The Potomac Conservancy is right now releasing its second annual “State of the Nation’s River” report. Not that there’s tons of suspense on the tenor of the nonprofit’s findings:
Pollution from a hardened landscape has become the Potomac region’s fastest-growing water quality problem, threatening the health of the waters from which 86 percent of the region’s residents get their drinking water.
That hardened landscape, of course, comes from paving over our region. Everywhere you look, someone’s got a steamroller, a fleet of heavy machinery, and tons and tons of asphalt. They shovel the asphalt onto the ground and then steamroll it all, creating pavement. Eventually it rains, and unfiltered stormwater runs off the pavement and into our streams and rivers, screwing up everything.
I could, at this point, create a comprehensive database of the most egregious pave-over jobs in recent years. But why do that when you can just bloviate about the Potomac Yard Retail Center.
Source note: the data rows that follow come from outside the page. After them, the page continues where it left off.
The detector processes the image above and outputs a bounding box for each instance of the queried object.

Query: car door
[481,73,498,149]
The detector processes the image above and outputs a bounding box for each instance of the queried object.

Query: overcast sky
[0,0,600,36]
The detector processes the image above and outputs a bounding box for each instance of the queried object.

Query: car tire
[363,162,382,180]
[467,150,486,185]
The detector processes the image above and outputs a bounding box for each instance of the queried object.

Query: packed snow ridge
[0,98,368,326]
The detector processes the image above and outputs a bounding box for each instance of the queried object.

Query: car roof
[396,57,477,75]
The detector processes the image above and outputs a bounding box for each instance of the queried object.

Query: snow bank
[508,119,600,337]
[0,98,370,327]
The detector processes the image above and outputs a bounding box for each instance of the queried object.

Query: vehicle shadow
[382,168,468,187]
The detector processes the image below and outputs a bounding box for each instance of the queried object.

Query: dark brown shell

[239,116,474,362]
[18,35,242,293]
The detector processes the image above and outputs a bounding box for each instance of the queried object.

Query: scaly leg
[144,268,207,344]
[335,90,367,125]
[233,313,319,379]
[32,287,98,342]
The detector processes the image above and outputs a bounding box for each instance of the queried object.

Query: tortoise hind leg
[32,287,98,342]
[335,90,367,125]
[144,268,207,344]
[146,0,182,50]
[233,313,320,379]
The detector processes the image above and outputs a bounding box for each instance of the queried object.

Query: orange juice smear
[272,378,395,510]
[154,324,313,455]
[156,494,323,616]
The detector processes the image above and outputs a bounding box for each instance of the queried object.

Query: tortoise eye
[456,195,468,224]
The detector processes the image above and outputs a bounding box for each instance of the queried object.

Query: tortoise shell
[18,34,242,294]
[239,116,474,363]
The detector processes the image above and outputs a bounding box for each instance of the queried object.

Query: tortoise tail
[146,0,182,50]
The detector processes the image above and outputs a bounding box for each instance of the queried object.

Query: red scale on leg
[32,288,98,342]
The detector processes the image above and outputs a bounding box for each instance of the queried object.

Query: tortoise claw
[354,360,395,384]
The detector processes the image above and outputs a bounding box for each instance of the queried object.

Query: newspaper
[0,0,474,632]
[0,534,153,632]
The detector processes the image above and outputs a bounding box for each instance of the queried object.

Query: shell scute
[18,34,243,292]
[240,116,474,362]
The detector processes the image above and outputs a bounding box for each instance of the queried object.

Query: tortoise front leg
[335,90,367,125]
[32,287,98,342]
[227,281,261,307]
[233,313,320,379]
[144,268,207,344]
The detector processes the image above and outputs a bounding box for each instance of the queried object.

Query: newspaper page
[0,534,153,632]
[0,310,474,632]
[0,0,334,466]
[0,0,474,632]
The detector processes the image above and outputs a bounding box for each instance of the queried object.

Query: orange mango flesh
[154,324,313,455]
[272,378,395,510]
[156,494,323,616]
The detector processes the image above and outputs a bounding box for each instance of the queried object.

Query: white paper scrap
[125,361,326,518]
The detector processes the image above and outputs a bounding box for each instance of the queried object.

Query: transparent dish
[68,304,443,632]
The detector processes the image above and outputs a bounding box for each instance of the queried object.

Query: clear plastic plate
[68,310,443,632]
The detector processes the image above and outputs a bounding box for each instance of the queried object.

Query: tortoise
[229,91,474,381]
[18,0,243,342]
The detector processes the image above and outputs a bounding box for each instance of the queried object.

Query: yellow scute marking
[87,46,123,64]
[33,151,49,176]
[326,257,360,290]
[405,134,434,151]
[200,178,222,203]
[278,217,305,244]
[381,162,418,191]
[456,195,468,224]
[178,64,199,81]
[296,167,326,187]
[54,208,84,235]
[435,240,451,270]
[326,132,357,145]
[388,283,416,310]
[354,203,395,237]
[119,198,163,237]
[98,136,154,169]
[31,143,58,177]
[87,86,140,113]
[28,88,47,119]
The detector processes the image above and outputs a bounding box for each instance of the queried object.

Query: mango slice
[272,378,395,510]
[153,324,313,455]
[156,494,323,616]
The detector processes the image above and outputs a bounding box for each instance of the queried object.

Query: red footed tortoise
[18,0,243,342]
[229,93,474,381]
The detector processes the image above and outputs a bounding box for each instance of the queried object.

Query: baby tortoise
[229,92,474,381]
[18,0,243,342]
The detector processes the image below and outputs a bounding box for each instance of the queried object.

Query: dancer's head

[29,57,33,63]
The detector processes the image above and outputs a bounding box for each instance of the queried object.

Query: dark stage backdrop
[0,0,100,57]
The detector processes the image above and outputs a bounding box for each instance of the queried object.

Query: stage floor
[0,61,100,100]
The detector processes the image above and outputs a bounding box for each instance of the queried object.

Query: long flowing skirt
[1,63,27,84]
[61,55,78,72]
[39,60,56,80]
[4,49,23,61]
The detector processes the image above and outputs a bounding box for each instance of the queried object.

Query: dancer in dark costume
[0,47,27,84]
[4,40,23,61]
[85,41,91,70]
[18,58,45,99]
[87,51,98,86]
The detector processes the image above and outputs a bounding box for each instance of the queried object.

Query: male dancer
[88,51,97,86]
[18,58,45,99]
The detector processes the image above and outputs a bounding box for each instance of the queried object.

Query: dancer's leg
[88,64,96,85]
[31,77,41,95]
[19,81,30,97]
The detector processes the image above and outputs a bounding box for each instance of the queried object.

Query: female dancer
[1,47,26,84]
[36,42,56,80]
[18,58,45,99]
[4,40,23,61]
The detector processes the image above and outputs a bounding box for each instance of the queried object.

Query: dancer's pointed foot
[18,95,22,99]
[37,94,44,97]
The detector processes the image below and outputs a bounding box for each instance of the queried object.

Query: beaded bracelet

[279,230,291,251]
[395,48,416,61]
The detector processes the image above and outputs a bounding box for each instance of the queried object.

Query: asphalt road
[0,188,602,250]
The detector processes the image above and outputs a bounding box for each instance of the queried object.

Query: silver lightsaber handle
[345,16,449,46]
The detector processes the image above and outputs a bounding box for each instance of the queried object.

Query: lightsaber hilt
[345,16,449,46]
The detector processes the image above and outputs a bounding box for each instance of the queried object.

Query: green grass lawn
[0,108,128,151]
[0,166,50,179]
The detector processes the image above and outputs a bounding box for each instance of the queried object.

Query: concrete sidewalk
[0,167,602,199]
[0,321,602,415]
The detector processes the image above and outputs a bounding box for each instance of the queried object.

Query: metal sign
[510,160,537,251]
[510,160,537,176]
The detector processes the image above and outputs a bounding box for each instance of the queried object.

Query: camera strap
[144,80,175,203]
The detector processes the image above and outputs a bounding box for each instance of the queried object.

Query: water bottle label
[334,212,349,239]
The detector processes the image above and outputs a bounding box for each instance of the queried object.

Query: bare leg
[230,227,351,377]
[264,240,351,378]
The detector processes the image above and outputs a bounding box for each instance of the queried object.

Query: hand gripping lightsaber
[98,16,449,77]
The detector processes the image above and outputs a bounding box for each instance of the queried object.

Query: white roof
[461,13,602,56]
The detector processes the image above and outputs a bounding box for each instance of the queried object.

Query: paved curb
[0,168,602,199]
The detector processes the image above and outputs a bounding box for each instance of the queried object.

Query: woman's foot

You know, the place that has made Route 1 a parking lot. A parking lot, that is, right next to another parking lot. Potomac Yard Retail Center has 589,856 square feet of store space.
Now, to serve such an expanse of big-box stores, you gotta have some parking. That’s where the pavement comes in. Take it from former Washington City Paper staff writer Stephanie Mencimer, who wrote in 2000, “…with more than 3,500 parking spaces, the strip mall is built to SUV specifications. The big parking lot accommodates the big cars required to cart out the big bundles of toilet paper, dog food, and tennis balls that can be bought here by the gross.”
Those 3,500 spaces are bad for us. Take it from an expert: “Nature absorbs a lot of stormwater, which is why you can walk through a forest in a rain storm and barely get wet. So the next frontier is bringing nature back into urban areas. Doing so will also create hundreds of green-collar jobs, which will help residents improve their neighborhoods and build a better future.”
Sounds like a good plan, though I am wondering just how we’re going to retrofit the Potomac Yard parking lot with nature. Maybe throw some dirt out there, plant some trees between Shoppers and the Sports Authority. Maybe Del Ray citizens would like to throw in a garden alongside the Target or something.
Of course, any such modifications would amount to blemishes on what one neighborhood critic, in Mencimer’s piece, called “a monument to the cheaper laundry basket.”